Since the exposure of initiation rituals at Parktown Boys’ High and Pinetown Boys’ High, media have been giving more attention to stories on bullying and the causes and effects of such behavior. Two articles to be GLAD of, for shedding light on bullying, are The Star’s “School bullies can scar you for life” (24/06/09, p. 17) by Latoya Newman and Sunday Times’ “An abuser behind almost every bully” (28/06/09, Review, p.7) by Bienne Huisman.
The first article stands out for having accessed a wide variety of experts and looking at gender differences and developments in bullying. It looks at these developments in the context of the advent of social networking sites, cell phones and the internet.
A problem that is highlighted throughout the article is the limited quality of supervision of pupils and how bullying often happens unbeknown to teachers and parents. It also shows how even when bullies and victims are identified, school governing bodies are limited in the actions they can take to deal with bullies.
The article identifies steps to addressing bullying at school, in bullet point form, and comes with guidelines and tips for parents to spot when a child is being bullied.
It lists the long term impact bullying can have on the victims, details the experience of a survivor of bullying, given the pseudonym John, who still lives with the lasting effects.
In addition, the article shows how bullying can lead to dramatic retribution by the victim, using the case of Morné Harmse who killed a pupil after reportedly having been bullied for years.
The photograph in the article of Morné could have been left out, since it does not add to the article’s essence.
The article in Sunday Times looks at a documentary called ‘Lunchbox Bullies’ made by Nadiva Schraibman, who herself was a victim of bullying.
It looks at the perpetrators of bullying and the dynamics involved. It shows how a lack of parental care and love and failure to meet children’s rights, as set out in Section 28 of the Bill of Rights of the Constitution of the Republic of South Africa, can detrimentally affect children and their behavior towards others, and contribute to bullying behavior.
The article speaks of one of the children featured in the documentary, a 12-year old boy, who gives a human face to bullies and shows how the causes behind bullying are complex. He was reprimanded for stealing lunch boxes and beating a young girl. In the course of the documentary it becomes clear that in his school a lunch box is a status symbol, which signifies that you are loved by your parents. The article suggests that his bullying behaviour was caused by his mother not feeding or showing love for him.
The article sources various experts, and includes tips for parents on how to deal with and prevent their children being bullied.
One area of the article that could be problematic is that the first name1 of the 12-year old boy, and his school, is provided in the article, which would have been used in the documentary. There is no indication that this is a pseudonym.

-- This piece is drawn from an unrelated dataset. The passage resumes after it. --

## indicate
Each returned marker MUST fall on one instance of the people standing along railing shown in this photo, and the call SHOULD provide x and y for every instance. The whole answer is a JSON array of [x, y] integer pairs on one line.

Identifying the child may not be in his best interests, particularly given his personal circumstances, whereby the alleged neglect by his mother could constitute child abuse. It is difficult to judge this without having seen the documentary. While the children’s identities may have been shown in the documentary, Sunday Times could have made the choice to protect the children’s identities.
For the 12-year old boy, the airing of the documentary on SABC may have given him a way out since a viewer offered to foster him. However, this still may have happened had his identity been protected
Both The Star and Sunday Times are to be commended for their coverage of bullying in its various aspects.
1 MMA has concealed names in the article to protect the boy’s identity.